Let’s put this in perspective. I live outside of Boston. Let’s imagine that in my ninth month of pregnancy, my husband Kris finds out that we have to go back to New Jersey or else we’ll lose our health insurance, or something of equal importance that means not returning to his hometown is not an option. We have to go. After packing up our things, our donkey pulls up out front. I, nine months pregnant, mount it, prepared to ride for days to reach Kris’s hometown. Except, his parents no longer live there, and he has no friends or family left there. We know nobody.
As we set off for my husband’s place of origin, my faith, though not unshakeable, is strong, as is his. After a long and tiring journey, we finally arrive. I am medically exhausted. It was too much for my pregnant body, and it requires rest. Not necessarily out of chivalry, but out of compassion, and because he is my partner, my husband searches for a place where I can get the rest that my baby and I need. My abdominal muscles, back, and legs all hurt. I am having that ninth month of pregnancy pressure in my pelvis, and I am in tears because I just need to lie down, take the pressure off my body and sleep.
Each door that my husband knocks on provides the same answer: “We have no room for you. We have no place that your pregnant wife can rest.” My husband becomes more desperate as he sees the pleading in my eyes, hears it in my words and feels it from my body. Finally, he comes back to me as I wait on the mule and says, “I have found us a place to sleep for the night. It isn’t the most comfortable of accommodations, but it will have to do for tonight.”.

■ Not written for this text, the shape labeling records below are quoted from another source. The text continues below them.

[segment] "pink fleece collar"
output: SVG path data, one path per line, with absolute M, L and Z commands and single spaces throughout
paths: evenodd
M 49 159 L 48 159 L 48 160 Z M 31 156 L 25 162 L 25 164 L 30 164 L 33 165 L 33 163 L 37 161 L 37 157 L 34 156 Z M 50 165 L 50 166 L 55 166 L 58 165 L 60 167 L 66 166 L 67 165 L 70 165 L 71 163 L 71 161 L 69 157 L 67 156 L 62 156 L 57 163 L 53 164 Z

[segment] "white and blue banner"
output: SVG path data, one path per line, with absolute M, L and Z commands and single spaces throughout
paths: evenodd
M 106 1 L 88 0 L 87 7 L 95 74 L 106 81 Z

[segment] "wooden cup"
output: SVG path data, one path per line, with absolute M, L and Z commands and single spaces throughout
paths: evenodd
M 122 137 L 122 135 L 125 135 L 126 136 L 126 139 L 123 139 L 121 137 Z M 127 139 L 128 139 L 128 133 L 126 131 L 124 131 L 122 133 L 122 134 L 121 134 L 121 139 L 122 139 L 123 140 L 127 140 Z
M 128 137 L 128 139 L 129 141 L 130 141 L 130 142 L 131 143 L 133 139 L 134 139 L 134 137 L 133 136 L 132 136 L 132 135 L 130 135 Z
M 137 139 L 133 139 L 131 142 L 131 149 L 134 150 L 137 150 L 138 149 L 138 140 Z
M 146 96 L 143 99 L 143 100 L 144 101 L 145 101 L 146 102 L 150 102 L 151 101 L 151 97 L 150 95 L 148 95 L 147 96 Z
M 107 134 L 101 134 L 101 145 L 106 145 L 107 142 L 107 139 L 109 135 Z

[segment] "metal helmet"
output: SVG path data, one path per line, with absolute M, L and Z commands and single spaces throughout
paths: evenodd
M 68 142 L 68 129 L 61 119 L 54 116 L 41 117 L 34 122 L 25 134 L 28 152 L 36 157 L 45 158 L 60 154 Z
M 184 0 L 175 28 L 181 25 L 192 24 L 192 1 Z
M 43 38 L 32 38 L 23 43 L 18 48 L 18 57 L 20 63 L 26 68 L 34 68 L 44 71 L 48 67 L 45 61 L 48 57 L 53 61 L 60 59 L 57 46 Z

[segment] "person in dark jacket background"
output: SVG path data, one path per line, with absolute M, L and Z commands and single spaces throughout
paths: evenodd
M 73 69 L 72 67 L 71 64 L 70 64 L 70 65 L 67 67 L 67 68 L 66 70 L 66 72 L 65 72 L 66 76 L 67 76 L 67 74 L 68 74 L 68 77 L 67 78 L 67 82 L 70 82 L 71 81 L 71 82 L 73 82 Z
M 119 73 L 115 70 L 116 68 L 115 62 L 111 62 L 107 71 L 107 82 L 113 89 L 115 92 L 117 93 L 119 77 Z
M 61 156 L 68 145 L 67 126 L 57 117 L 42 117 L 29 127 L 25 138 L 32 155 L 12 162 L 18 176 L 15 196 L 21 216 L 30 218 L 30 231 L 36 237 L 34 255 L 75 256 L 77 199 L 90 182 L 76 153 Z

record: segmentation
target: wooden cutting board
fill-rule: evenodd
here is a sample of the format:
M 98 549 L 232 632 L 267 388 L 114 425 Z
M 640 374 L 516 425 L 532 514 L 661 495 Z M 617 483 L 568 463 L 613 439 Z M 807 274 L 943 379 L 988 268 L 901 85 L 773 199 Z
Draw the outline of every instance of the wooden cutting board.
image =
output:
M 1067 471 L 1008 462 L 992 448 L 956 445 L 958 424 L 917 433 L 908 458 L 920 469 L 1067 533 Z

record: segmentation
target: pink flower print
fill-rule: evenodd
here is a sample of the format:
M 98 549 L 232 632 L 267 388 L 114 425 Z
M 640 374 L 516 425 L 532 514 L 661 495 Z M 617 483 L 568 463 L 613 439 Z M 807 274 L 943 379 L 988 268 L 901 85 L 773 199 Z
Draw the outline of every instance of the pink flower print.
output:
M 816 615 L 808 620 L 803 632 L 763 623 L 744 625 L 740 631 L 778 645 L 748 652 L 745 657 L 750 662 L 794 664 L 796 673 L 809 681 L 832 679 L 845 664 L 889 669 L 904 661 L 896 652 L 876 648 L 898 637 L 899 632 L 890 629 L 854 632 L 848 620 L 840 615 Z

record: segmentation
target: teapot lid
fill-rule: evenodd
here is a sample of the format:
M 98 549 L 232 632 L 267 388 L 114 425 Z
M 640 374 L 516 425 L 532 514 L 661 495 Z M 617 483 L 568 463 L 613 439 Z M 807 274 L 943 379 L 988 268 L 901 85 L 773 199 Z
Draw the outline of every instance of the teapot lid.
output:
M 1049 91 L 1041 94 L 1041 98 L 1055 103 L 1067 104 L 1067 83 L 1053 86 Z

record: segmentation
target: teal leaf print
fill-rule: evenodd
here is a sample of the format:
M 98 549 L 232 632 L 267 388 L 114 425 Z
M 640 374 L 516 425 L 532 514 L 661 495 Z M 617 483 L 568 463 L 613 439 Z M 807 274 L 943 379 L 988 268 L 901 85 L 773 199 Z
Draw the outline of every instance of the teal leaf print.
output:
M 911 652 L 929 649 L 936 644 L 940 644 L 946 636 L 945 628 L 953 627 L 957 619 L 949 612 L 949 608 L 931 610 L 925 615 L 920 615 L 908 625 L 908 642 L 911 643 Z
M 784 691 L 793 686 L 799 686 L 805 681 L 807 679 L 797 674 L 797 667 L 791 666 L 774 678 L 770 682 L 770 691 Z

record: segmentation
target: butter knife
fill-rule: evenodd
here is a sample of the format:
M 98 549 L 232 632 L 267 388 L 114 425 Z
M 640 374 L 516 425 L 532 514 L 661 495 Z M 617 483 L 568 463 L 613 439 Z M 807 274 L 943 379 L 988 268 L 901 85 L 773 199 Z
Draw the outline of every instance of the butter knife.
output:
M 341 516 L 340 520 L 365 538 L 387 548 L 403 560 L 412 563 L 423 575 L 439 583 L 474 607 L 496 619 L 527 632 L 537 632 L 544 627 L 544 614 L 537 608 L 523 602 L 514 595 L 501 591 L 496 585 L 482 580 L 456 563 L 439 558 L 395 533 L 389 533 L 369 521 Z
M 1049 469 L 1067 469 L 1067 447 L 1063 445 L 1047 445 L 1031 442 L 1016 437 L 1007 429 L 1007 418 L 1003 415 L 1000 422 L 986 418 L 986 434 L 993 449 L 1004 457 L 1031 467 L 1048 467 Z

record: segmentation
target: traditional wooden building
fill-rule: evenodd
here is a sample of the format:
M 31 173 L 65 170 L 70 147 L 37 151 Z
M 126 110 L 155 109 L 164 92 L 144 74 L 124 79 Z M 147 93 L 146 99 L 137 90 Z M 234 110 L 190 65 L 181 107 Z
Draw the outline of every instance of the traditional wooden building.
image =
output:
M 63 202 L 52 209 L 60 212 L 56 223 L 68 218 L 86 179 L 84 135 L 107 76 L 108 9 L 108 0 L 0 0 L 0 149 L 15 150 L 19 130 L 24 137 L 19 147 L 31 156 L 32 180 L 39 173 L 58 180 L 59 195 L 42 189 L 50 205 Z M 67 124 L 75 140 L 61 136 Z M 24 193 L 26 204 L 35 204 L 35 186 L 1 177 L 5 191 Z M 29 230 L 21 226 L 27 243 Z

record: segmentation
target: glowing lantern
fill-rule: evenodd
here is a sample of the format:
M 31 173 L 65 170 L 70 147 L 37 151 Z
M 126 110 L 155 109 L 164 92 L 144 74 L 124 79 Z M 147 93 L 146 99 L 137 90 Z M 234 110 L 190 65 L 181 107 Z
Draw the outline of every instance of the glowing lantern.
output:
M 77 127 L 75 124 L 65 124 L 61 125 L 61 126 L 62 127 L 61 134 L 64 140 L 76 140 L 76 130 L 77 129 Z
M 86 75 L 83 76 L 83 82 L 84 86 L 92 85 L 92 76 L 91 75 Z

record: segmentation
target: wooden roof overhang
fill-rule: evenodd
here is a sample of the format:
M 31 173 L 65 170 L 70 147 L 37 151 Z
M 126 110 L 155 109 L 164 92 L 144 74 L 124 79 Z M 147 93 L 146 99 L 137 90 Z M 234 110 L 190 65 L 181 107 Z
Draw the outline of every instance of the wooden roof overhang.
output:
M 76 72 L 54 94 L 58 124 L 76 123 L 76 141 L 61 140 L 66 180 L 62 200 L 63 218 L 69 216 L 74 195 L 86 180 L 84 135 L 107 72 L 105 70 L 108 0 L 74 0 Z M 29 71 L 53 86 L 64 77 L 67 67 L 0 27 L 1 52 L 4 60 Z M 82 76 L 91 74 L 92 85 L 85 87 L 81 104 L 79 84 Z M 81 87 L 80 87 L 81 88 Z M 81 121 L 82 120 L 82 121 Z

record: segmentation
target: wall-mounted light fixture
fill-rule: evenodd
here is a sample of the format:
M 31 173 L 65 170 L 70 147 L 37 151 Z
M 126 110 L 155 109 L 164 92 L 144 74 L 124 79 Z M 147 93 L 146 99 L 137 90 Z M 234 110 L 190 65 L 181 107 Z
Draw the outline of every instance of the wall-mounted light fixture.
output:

Now, what I have been suspecting for the last several hours is undeniable. I am in labor. Though I try to stay calm for my husband’s sake, this is my first pregnancy and I am scared. I am afraid of labor and possible complications. Mostly though, I am terrified of the enormity of what is happening to me.
A tired Mary lay on a “bed” of hay or dirt, surrounded by animals that were dirty, and smelly, and who urinated and defecated all around them. I’m certain though, that when Mary first held her baby, like all of us mothers, her surroundings were irrelevant.
I wonder if understanding that her child was the Son of God made her feel greater emotion. As a mother, I suppose not. I imagine that she was filled with the exact same emotion that I felt when Owen and Sydney were first put into my arms, and your children into yours. That she looked at her beautiful baby Jesus, and wondered how she could be so blessed to have such love delivered to her life, and how grateful she felt that the man standing beside her was faithful and brave enough to protect her and her child so significantly.
I suspect that it was at least hours before Mary felt the itch of the hay against her legs again, and once more became aware of the smells of the animals; that the swaddled bundle in her arms provided only a temporary analgesic from her surroundings.
I certainly can’t fathom Mary’s “birth story” after having delivered my two children in a beautiful maternity unit with the most wonderful caregivers in attendance. I have always imagined, or understood, that Jesus’ birth was serene, and lovely. This is probably because songs like “Away in a Manger” are sung by angelic voices and accompanied by the finest musicians playing perfectly tuned instruments. More so though, I know that it’s because the results from this birth were indeed, beautiful and awesome.
So this Christmas, I will sing “Away in a Manger”, as beautifully as I can. This event, this birth, deserves not only my praise and gratitude, but also my admiration from one mother to another.